Methods: Prospective plasma samples from deep phenotyped age- and gender-matched CLD patients (IPF n=28; COPD n=26) and healthy subjects (KORA cohort, n=25) underwent proteomic screening (SomaLogic, Boulder, USA), followed by immunohistochemistry in lung sections. Early origin CLD (BPD) was studied in preterm infants (n=27). Informed consent was obtained for all individuals.

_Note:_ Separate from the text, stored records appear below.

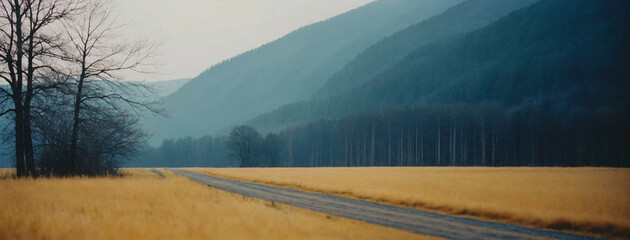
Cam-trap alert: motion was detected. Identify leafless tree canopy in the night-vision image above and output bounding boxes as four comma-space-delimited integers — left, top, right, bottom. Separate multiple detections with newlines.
0, 0, 161, 176
227, 125, 261, 167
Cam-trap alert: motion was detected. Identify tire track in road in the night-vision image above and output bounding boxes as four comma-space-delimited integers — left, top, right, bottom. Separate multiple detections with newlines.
169, 169, 596, 239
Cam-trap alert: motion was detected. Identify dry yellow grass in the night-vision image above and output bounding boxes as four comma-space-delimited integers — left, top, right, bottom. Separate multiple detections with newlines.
191, 167, 630, 237
0, 169, 434, 239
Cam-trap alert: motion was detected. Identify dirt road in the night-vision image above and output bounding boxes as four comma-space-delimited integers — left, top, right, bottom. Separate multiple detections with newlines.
171, 169, 595, 239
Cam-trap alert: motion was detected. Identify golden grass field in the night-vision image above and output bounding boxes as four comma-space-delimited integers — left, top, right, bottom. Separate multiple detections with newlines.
0, 169, 436, 239
190, 167, 630, 238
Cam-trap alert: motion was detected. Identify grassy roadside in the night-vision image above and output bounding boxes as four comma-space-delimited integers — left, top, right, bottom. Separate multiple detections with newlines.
0, 169, 440, 239
189, 167, 630, 238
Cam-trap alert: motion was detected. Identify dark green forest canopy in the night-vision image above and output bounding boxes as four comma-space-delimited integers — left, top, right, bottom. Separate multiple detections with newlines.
314, 0, 537, 99
146, 0, 463, 144
250, 0, 630, 128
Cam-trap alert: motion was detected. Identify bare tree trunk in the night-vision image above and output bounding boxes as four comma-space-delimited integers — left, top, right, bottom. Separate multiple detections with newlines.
14, 97, 26, 177
436, 117, 442, 166
13, 0, 27, 176
370, 124, 374, 166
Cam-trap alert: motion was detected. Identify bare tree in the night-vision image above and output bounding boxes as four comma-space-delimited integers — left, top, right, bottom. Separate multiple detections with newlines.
0, 0, 79, 176
64, 0, 160, 175
227, 125, 261, 167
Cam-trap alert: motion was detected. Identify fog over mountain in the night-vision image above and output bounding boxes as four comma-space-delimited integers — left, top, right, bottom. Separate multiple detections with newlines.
249, 0, 630, 129
146, 0, 461, 144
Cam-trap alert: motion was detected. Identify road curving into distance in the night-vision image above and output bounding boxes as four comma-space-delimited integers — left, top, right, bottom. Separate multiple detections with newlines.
169, 169, 597, 239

Results: Univariate and LASSO regression, calculated within the respective cohorts, revealed a common signature in COPD and IPF, dominated by upregulation of clotting factors such as fibrinogen, FV, prothrombin (FII) and D-dimer, together with a shared downregulation of APC, PAFAH and alpha-2-Macroglobulin, demonstrating a procoagulant state. Associated regulation of markers for endothelial function (vWF, Kallikrein) and neutrophil/macrophage activation merge on a picture of thromboinflammation. Multicolor staining localized these processes in the intravascular and interstitial lung compartment. The signature including vWF, FV and FII, correlated with lung function decline in these patients and was recapitulated in early CLD (BPD). Contrasting COPD and IPF, upregulation of MMP3, Thrombin, APC, PAFAH, Kallikrein, FVII, CD39 in BPD likely relates to neonatal platelet hyporeactivity.
Conclusion: The systemic coagulation signature links thromboinflammation and matrix remodeling, which might reflect the self-entertaining circle of alveolar-capillary destruction and could inform treatment and monitoring in CLD.